In 2 out of 3 cases the trunk will be silver and in 1 out of 3 cases the trunk will be gold. So the probability that the next trunk pulled up (from the same ship) will be silver will be 2/3.

Simulation¶

This is the method the book gives:

Create three urns: {7,7}, {7,8}, and {8,8}
Choose an urn at random and a random element from the chosen urn
If the element chosen was an 8 (gold), do nothing, if it was a 7 continue
Record the other element in the chosen urn
Calculate the proportion of 7s recorded to 8s

This seems confusing at first – we know that the trunk found was silver so ship 1 was not the one found, why include it in the simulation? My guess is that we do not need the third urn since we discard all the cases where it is chosen and we are not using the number of trials to find the probabilities. I think the given method might be a clearer simulation if we were trying to recreate what happened in that it reflects the entire story, but it does not really reflect the puzzle at the point it takes up – after the first trunk is found – so adds unnecessary computation (well, I guess the whole random choice thing is probably doing that anyway).
Try this:

Create two urns: {0,1}, {1,1}
Pick a random urn and an element from it
If the element was a 0, go back a step
Record the remaining element in the urn
calculate the ratio of 1’s to 0’s

This is confusing, he says find the odds, but 2/3 is probability. The odds of finding silver should be 2:1 (he also flip-flops between saying they found silver and gold in the first trunk, but that is another problem – and the book was free, so what the heck).

GOLD = 0
SILVER = 1
ship_2 = (GOLD, SILVER)
ship_3 = (SILVER, SILVER)
fleet = (ship_2, ship_3)
trials = 10**5

# ships is a list of random ships from the fleet
ships = [random.choice(fleet) for trial in xrange(trials)]

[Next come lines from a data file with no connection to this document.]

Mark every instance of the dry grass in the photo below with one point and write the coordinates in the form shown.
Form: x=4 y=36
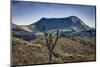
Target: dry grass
x=67 y=50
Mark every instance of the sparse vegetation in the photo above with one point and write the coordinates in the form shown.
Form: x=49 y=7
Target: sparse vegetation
x=35 y=51
x=50 y=43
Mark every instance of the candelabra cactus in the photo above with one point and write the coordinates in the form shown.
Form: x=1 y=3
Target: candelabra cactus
x=51 y=41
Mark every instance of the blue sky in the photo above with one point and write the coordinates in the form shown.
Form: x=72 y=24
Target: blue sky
x=30 y=12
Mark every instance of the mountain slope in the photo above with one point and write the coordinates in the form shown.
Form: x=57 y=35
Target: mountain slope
x=68 y=23
x=24 y=33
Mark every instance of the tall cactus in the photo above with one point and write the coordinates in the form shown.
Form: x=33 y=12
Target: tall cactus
x=50 y=42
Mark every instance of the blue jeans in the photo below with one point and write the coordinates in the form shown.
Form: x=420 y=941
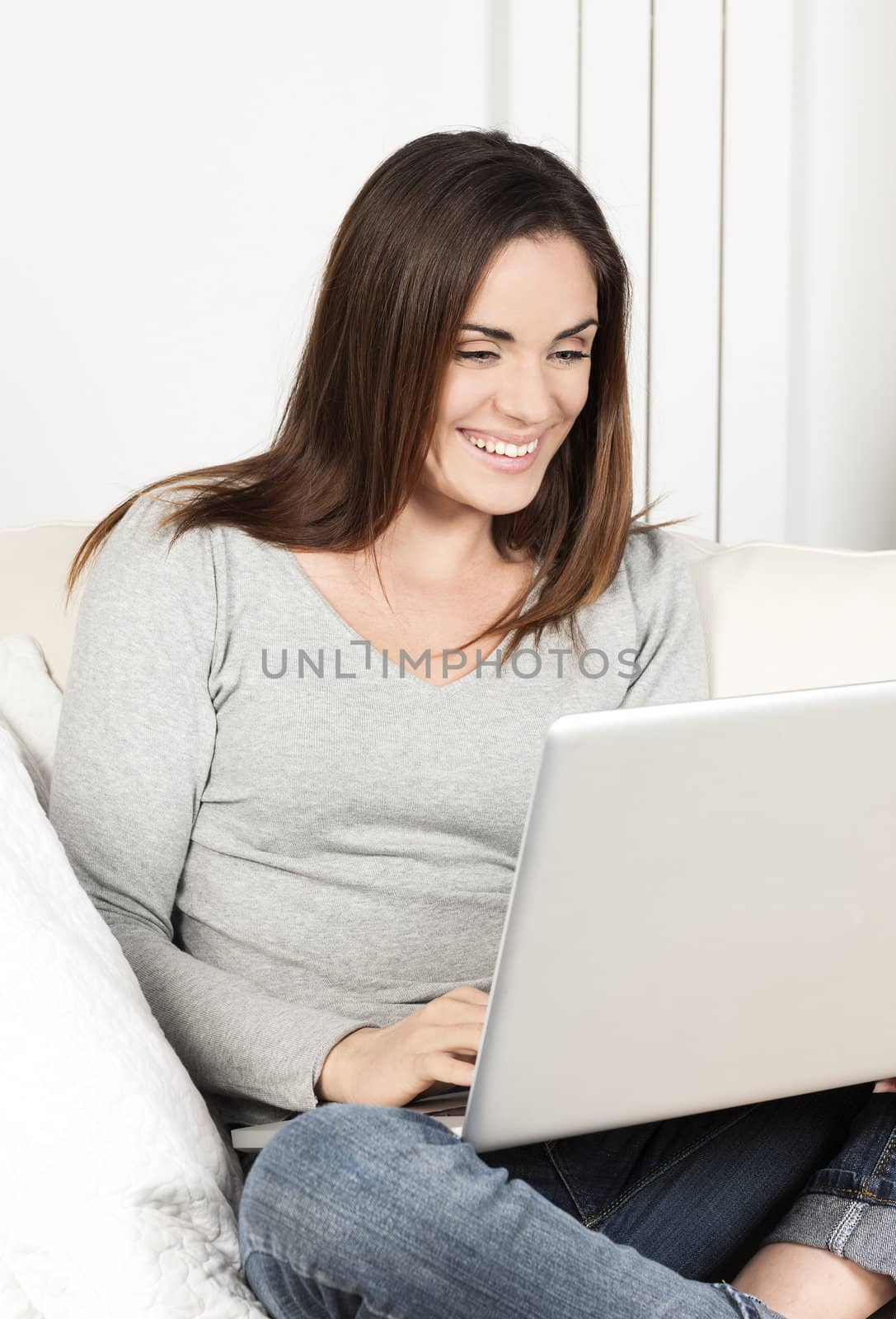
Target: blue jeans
x=370 y=1211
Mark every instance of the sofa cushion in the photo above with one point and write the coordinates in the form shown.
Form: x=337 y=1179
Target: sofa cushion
x=783 y=617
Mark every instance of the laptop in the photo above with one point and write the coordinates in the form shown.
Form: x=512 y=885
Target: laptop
x=702 y=890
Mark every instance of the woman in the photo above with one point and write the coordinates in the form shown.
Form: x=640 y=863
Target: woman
x=296 y=751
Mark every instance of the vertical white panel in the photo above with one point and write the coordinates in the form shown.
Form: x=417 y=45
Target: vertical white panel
x=755 y=270
x=842 y=487
x=615 y=164
x=542 y=73
x=684 y=340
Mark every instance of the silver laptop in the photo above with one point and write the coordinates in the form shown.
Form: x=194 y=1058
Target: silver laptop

# found_trunks is a list of trunk-indices chosen for each ship (the trunk found by the diver)
# although the values are the same as gold and silver (0 and 1)
# in this case they are tuple indices for the trunk-tuples in the ships
found_trunks = [random.randint(0,1) for ship in ships]

# next_trunks is the type of trunk not chosen for found_trunks if found_trunks wasn't gold
# because it's filtered, its length is the count of all cases where the first trunk was silver
next_trunks = [ships[index][(found_trunks[index] + 1) % 2] for index in range(len(ships))
               if ships[index][found_trunks[index]] != GOLD]

# silvers is a count of the next_trunks that were silver
silvers = sum(1 for trunk in next_trunks if trunk == SILVER)

print "Probability next trunk is silver: {0:.2f}".format(float(silvers)/len(next_trunks))
print "(Compare to 2/3 = {0:.2f}).".format(2./3)  

Probability next trunk is silver: 0.67 (Compare to 2/3 = 0.67).